Cymulate enables organizations to build, tune, and test SIEM, EDR, and XDR rules for Kubernetes environments, improving mean time to detect and respond to threats. (Source: Original Webpage, Platform Section)

What is Cymulate Exposure Validation?

Cymulate Exposure Validation is a feature that makes advanced security testing fast and easy, allowing users to build custom attack chains and validate their defenses in one unified platform. (Source: Original Webpage)

How does Cymulate support continuous threat validation?

Cymulate runs 24/7 automated attack simulations to validate security defenses in real-time, ensuring organizations stay ahead of emerging threats and maintain a strong security posture. (Source: Knowledge Base)

What is the benefit of Cymulate's alignment with MITRE ATT&CK?

Cymulate's alignment with MITRE ATT&CK ensures that its attack simulations and validation scenarios reflect real-world adversary tactics, techniques, and procedures, providing comprehensive coverage and actionable insights. (Source: Knowledge Base)

How does Cymulate help organizations prioritize exposures in Kubernetes environments?

Cymulate validates exploitability and ranks exposures based on prevention and detection capabilities, business context, and threat intelligence, helping organizations focus on the most critical vulnerabilities. (Source: Knowledge Base)

What is Cymulate's approach to automated mitigation in Kubernetes security?

Cymulate integrates with security controls to push updates for immediate prevention of threats, enabling organizations to quickly address detection gaps and optimize their Kubernetes security posture. (Source: Knowledge Base)

Use Cases & Benefits

Who can benefit from using Cymulate for Kubernetes security validation?

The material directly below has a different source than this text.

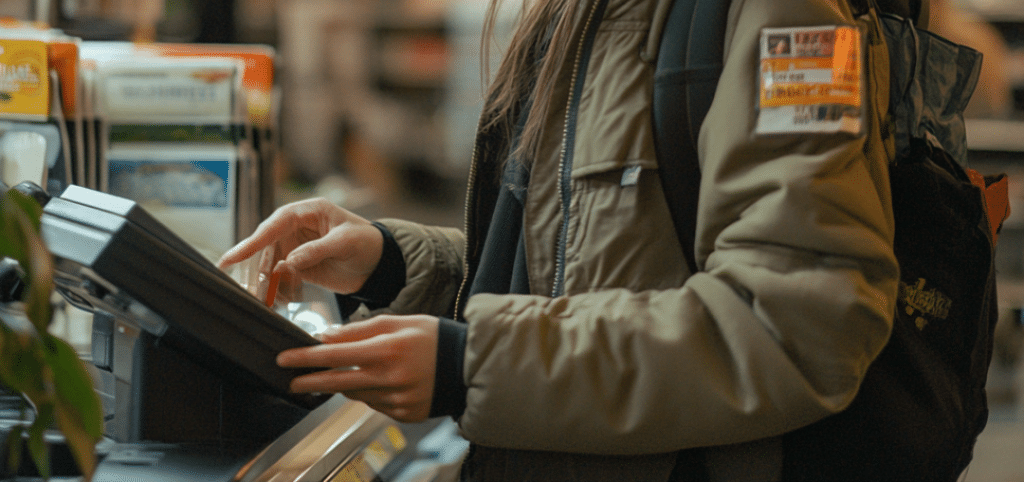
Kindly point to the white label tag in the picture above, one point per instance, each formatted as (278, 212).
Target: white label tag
(811, 80)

CISOs, security leaders, SecOps teams, red teams, and vulnerability management teams in organizations of all sizes and industries can benefit from Cymulate's Kubernetes security validation capabilities. (Source: Knowledge Base)

What are the measurable benefits of using Cymulate for Kubernetes security?

Organizations have reported up to a 52% reduction in critical exposures, a 60% increase in team efficiency, and an 81% reduction in cyber risk within four months of using Cymulate. (Source: Knowledge Base, Hertz Israel Case Study)

Are there case studies showing Cymulate's impact on Kubernetes or cloud security?

Yes. For example, Hertz Israel reduced cyber risk by 81% in four months, and Nemours Children's Health improved detection and response in hybrid and cloud environments using Cymulate. See more at Cymulate Case Studies. (Source: Knowledge Base)

How does Cymulate address operational inefficiencies in Kubernetes security validation?

Cymulate automates testing and validation processes, reducing manual effort and enabling teams to focus on strategic security improvements. (Source: Knowledge Base)

What pain points does Cymulate solve for Kubernetes security teams?

Cymulate addresses fragmented tools, resource constraints, unclear risk prioritization, cloud complexity, communication barriers, inadequate threat simulation, operational inefficiencies, and post-breach recovery challenges. (Source: Knowledge Base)

How easy is it to implement Cymulate for Kubernetes security validation?

Cymulate is designed for quick, agentless deployment with minimal resources required. Customers can start running simulations almost immediately and access comprehensive support and educational resources. (Source: Knowledge Base)

What feedback have customers given about Cymulate's ease of use?

Customers consistently praise Cymulate for its intuitive interface, ease of implementation, and actionable insights. For example, Raphael Ferreira, Cybersecurity Manager, said, "Cymulate is easy to implement and use—all you need to do is click a few buttons, and you receive a lot of practical insights into how you can improve your security posture." (Source: Knowledge Base)

How does Cymulate help organizations stay ahead of emerging Kubernetes threats?

Cymulate's platform is updated every two weeks with new features and daily threat intelligence, ensuring organizations can validate defenses against the latest Kubernetes attack techniques. (Source: Knowledge Base)

What educational resources does Cymulate provide for Kubernetes and cloud security?

Cymulate offers a Resource Hub, blog, webinars, e-books, and a glossary of cybersecurity terms to help users stay informed about Kubernetes and cloud security best practices. (Source: Knowledge Base)

Where can I find more information about Cymulate's Kubernetes security validation?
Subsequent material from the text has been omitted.